Cleanup of external workers runs whenever `cleanup_timeout` is greater than zero (default),
even if Snakepit is already started. For embedded usage where you do not own the pool,
set `cleanup_timeout: 0` to skip cleanup.

Exit mode guidance:
- `:none` (default) - return to the caller; the script runner controls VM exit.
- `:auto` - safe default for scripts that may run under `--no-halt`.
- `:stop` - request a graceful VM shutdown with the script status code.
- `:halt` - immediate VM termination; use only with explicit operator intent.

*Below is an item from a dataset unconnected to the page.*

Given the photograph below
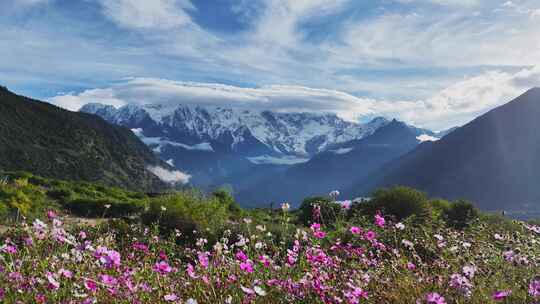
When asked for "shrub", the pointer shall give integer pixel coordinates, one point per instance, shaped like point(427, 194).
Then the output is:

Wrapper commands (like `timeout`, `head`, or `tee`) can close stdout/stderr early and
trigger broken pipes during shutdown. Avoid writing to stdout in exit paths, and note
that GNU `timeout` is not available by default on macOS (use `gtimeout` from coreutils
or another portable watchdog).

### Script Lifecycle Reference

For the authoritative exit precedence, status code rules, `stop_mode x exit_mode` matrix,
shutdown state machine, and telemetry contract, see
`docs/20251229/documentation-overhaul/01-core-api.md#script-lifecycle-090`.

## Mix Tasks

| Task | Description |
|------|-------------|
| `mix snakepit.setup` | Install Python dependencies and generate gRPC stubs |
| `mix snakepit.doctor` | Verify environment is correctly configured |
| `mix snakepit.status` | Show pool status and worker information |
| `mix snakepit.gen.adapter NAME` | Generate adapter scaffolding |

## Examples

The `examples/` directory contains working demonstrations:

| Example | Description |
|---------|-------------|
| `grpc_basic.exs` | Basic execute, ping, echo, add operations |
| `grpc_sessions.exs` | Session affinity and isolation |
| `grpc_streaming.exs` | Pool scaling and concurrent execution |
| `hardware_detection.exs` | Hardware detection for ML workloads |
| `crash_recovery.exs` | Circuit breaker, retry, health monitoring |
| `bidirectional_tools_demo.exs` | Cross-language tool calls |
| `telemetry_basic.exs` | Telemetry event handling |
| `threaded_profile_demo.exs` | Python 3.13+ thread profile |

Run examples:

```bash
mix run examples/grpc_basic.exs
mix run examples/hardware_detection.exs
```

## Documentation

| Guide | Description |
|-------|-------------|
| [Getting Started](guides/getting-started.md) | Installation and first steps |
| [Configuration](guides/configuration.md) | All configuration options |
| [Worker Profiles](guides/worker-profiles.md) | Process vs thread profiles |
| [Hardware Detection](guides/hardware-detection.md) | ML accelerator detection |
| [Fault Tolerance](guides/fault-tolerance.md) | Circuit breaker, retry, health |
| [Streaming](guides/streaming.md) | gRPC streaming operations |
| [Python Adapters](guides/python-adapters.md) | Writing Python adapters |
| [Observability](guides/observability.md) | Telemetry and logging |
| [Production](guides/production.md) | Deployment and troubleshooting |

## Requirements

- Elixir 1.18+
- Erlang/OTP 27+
- Python 3.9+ (3.13+ for thread profile)
- [uv](https://docs.astral.sh/uv/) - Fast Python package manager (required)
- gRPC Python packages (`grpcio`, `grpcio-tools`)

### Installing uv

```bash
# macOS/Linux
curl -LsSf https://astral.sh/uv/install.sh | sh

# Windows
powershell -ExecutionPolicy ByPass -c "irm https://astral.sh/uv/install.ps1 | iex"

# Or via Homebrew
brew install uv
```

## License

MIT License - see [LICENSE](LICENSE) for details.